In our case to handle about 6M nodes needs 30GB of memory on each of 3 Apha’s running in the cluster. This is too much and it increase as amount if data increases.
As shown on the picture below, extreme value was with about 6M nodes in database. Memory dropped when I dropped data from database. This shows that memory is getting up and up as more and more data are in database.
Is there possibility to someone take a look of this and do memory profiling or testing on your test environment?
This is show stopper for us as we will have a way more data than 6M and having 200GB of RAM to handle only 20M nodes will be too expensive and non sense.
In addition, might be useful. I realized that mutations are using memory. On the picture you will see A point where memory dropped when turned off mutations (so, same amount of data, same number of queries).
Point B happened when I executed roll restart of all Alpha nodes.
Can you try setting the environment variable GODEBUG=madvdontneed=1 when running the Dgraph binaries?

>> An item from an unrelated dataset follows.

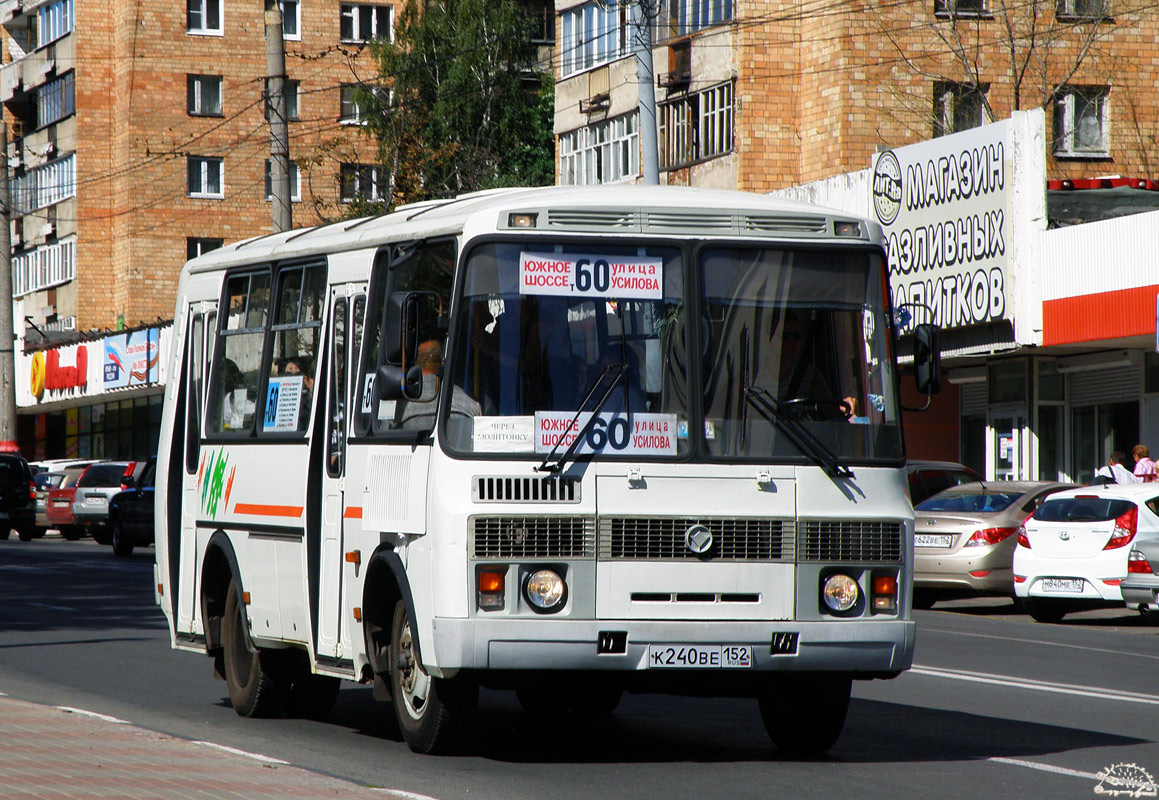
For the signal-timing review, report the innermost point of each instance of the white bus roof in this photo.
(622, 209)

I asked around in the Gophers performance Slack channel and was pointed to this open issue report about memory not being released by Go runtime:
Go is releasing memory to the OS, but that isn’t reflected in the resident set size calculations. You can check the estimated memory counted as LazyFree by checking /proc/<pid>/smaps. The Linux documentation for LazyFree memory says this:
The memory isn’t freed immediately with madvise(). It’s freed in memory
pressure if the memory is clean.
Below, you’ll see the memory charts for the same workload to a regular dgraph alpha (blue line) and a GODEBUG=madvdontneed=1 dgraph alpha (orange line). The process memory of the orange line goes down.

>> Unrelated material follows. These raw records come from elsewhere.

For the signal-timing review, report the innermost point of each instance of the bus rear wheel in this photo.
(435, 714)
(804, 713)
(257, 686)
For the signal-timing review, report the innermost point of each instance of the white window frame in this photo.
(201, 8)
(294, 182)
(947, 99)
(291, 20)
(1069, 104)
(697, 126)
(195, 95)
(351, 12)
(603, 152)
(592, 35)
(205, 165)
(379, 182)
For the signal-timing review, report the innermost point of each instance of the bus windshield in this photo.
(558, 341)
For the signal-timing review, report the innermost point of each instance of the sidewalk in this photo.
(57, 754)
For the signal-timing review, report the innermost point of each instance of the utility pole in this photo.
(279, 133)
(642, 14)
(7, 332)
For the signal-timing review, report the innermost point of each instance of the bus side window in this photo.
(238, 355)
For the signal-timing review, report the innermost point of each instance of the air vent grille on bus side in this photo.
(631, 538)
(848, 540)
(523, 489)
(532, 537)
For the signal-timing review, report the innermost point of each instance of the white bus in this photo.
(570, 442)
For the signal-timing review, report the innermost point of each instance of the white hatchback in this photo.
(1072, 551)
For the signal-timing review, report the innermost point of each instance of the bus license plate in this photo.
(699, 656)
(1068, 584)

After a day of working with GODEBUG=madvdontneed=1 looks like nothing changed, still the memory that is seen as used by Kubernetes is about 6-7 GB higher then real used by Alpha nodes.
It looked like with v1.1.1 it was behaving correct (not perfect), but correct. For instance, you had to be careful what queries you are running because some heavy query really kills the node. Like DGraph does not have any mechanism to block or stop query that takes a lot of memory.
After we have upgraded to v1.2.0 we started facing new issue. Looks like in some intervals DGraph is doing some things in background that takes a lot of memory and our nodes simple hit the limits that again kill the nodes.